After a couple of more increases, India could be reaching the end of a rate-hike cycle, said Arup Raha, chief economist for Asia-Pacific with Oxford Economics.
"There are lots of uncertainties for policy makers to consider," he said. "If they're going to err, they're better off trying to promote growth as long as inflationary expectations remain anchored."
Beyond rates, the RBI has been stepping in to protect the rupee after it breached 80 to a dollar levels a few times, which in turn helps check imported inflation. Those interventions have made the Indian currency one of Asia's most resilient so far this year.
Elsewhere in the region, the Malaysian ringgit and the Philippine peso have declined to multi-year lows amid dollar strength on expectations the US Federal Reserve will press ahead with large hikes to tame inflation.

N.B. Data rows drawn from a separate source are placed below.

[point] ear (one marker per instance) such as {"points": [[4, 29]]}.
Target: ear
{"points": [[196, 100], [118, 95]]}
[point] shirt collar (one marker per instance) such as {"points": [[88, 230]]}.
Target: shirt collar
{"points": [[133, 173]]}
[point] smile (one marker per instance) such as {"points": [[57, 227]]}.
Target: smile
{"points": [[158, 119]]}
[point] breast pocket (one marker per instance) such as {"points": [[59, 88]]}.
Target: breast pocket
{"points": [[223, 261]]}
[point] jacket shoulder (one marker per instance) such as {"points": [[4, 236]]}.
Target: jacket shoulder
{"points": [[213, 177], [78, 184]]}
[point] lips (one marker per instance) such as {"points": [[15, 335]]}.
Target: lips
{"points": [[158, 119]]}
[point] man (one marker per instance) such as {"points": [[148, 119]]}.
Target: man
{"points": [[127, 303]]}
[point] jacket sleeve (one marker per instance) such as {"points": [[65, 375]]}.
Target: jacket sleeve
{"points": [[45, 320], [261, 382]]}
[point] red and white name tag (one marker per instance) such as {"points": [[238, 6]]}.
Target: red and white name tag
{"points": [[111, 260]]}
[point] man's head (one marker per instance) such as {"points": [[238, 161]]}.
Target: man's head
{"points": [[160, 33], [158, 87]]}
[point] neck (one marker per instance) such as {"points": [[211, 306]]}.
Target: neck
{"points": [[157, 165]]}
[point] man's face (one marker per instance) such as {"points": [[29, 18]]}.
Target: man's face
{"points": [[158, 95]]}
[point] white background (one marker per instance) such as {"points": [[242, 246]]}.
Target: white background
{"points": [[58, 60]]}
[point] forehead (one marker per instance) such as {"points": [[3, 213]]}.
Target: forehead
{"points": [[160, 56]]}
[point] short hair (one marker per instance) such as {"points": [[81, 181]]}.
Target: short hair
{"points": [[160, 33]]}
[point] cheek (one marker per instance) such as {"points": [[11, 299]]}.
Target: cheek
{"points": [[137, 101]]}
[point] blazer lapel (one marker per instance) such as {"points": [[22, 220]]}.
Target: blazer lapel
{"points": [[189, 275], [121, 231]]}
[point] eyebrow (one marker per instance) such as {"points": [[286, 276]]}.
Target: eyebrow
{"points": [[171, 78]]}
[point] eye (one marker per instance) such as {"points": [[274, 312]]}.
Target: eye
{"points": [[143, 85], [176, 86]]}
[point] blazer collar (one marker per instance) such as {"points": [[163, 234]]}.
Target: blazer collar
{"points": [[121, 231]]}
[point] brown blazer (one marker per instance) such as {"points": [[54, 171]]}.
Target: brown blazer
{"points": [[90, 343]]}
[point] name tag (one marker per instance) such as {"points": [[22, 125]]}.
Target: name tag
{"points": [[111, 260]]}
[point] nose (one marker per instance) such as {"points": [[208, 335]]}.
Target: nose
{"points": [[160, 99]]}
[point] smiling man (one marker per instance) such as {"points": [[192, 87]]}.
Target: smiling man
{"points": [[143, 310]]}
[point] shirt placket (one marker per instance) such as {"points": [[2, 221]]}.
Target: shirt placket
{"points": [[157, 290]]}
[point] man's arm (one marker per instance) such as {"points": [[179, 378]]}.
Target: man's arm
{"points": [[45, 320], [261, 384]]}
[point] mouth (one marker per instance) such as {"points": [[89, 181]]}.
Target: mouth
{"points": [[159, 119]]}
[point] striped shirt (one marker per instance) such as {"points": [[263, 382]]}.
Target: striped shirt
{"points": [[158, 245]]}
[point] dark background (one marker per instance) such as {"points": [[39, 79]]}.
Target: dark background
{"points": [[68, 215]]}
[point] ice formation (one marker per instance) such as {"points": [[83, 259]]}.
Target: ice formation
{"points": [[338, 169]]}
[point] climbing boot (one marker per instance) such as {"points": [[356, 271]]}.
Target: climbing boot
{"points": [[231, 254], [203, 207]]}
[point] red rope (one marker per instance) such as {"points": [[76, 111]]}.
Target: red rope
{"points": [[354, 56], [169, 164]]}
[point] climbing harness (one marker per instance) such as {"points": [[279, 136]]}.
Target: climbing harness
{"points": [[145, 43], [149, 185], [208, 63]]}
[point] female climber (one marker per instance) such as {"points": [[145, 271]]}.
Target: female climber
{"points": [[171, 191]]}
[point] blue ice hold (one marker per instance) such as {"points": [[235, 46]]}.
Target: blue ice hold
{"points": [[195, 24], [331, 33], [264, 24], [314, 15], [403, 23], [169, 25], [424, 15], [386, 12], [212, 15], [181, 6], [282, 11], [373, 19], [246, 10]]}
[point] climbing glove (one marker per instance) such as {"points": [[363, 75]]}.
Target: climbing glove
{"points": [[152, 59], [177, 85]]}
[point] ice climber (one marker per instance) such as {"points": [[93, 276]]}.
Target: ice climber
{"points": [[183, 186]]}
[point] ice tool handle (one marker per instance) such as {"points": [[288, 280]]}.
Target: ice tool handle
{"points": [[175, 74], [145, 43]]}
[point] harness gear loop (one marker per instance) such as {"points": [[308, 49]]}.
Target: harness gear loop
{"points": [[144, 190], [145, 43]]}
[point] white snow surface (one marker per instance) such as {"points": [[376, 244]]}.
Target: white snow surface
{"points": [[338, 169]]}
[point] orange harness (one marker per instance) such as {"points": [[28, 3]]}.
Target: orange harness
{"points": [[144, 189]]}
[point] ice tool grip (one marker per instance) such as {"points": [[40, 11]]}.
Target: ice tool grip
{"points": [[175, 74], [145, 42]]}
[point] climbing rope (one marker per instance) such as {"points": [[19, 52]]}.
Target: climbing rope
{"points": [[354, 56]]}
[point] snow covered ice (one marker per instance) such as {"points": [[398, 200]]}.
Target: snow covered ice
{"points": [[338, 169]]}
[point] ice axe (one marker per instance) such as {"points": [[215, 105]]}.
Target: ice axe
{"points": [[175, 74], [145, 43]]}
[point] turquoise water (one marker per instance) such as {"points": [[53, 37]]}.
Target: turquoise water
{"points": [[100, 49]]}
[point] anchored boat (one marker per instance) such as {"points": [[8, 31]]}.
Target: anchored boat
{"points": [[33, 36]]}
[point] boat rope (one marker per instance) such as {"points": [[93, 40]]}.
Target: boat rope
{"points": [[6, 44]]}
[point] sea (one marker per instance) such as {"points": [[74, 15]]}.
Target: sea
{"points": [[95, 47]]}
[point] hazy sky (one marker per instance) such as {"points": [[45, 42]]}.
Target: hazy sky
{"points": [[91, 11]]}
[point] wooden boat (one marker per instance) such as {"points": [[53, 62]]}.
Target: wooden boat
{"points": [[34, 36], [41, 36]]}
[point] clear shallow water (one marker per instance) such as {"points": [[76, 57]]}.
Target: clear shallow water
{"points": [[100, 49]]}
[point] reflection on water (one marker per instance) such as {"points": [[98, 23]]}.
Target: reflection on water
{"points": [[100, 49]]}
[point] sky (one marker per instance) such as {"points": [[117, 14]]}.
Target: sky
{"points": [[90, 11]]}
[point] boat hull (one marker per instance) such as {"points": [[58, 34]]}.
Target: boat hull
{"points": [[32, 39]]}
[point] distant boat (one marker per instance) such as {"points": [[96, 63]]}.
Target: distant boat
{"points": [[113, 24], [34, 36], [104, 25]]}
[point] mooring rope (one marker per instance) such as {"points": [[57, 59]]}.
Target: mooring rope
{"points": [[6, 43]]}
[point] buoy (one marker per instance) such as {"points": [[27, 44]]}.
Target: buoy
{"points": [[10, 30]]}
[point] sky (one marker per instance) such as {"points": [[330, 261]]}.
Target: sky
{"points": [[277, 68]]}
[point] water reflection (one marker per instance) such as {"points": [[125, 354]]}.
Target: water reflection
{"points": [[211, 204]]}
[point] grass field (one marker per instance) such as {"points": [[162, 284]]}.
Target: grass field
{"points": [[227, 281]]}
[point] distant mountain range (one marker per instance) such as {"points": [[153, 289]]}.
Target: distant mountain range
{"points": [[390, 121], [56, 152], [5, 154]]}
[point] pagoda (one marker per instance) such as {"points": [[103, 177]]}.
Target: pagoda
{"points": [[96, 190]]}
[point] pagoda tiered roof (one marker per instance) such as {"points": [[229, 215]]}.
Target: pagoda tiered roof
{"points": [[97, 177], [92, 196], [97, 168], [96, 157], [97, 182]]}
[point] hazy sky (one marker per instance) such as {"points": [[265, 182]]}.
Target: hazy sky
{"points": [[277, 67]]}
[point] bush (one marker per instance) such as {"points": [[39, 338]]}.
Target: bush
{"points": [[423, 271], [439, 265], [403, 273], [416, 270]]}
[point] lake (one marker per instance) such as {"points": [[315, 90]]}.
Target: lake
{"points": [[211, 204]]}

That is likely to force monetary authorities, including Bangko Sentral ng Pilipinas, to closely watch the Fed's actions.
For India, the dynamics are significantly different.
"India doesn't need to keep pace with the US Fed," said Sonal Varma, an economist with Nomura Holdings Inc. "India did not overheat like the US and there is no wage-price spiral. No one should expect India to slip into recession, nor for the inflation-targeting central bank to sacrifice growth too much," she said.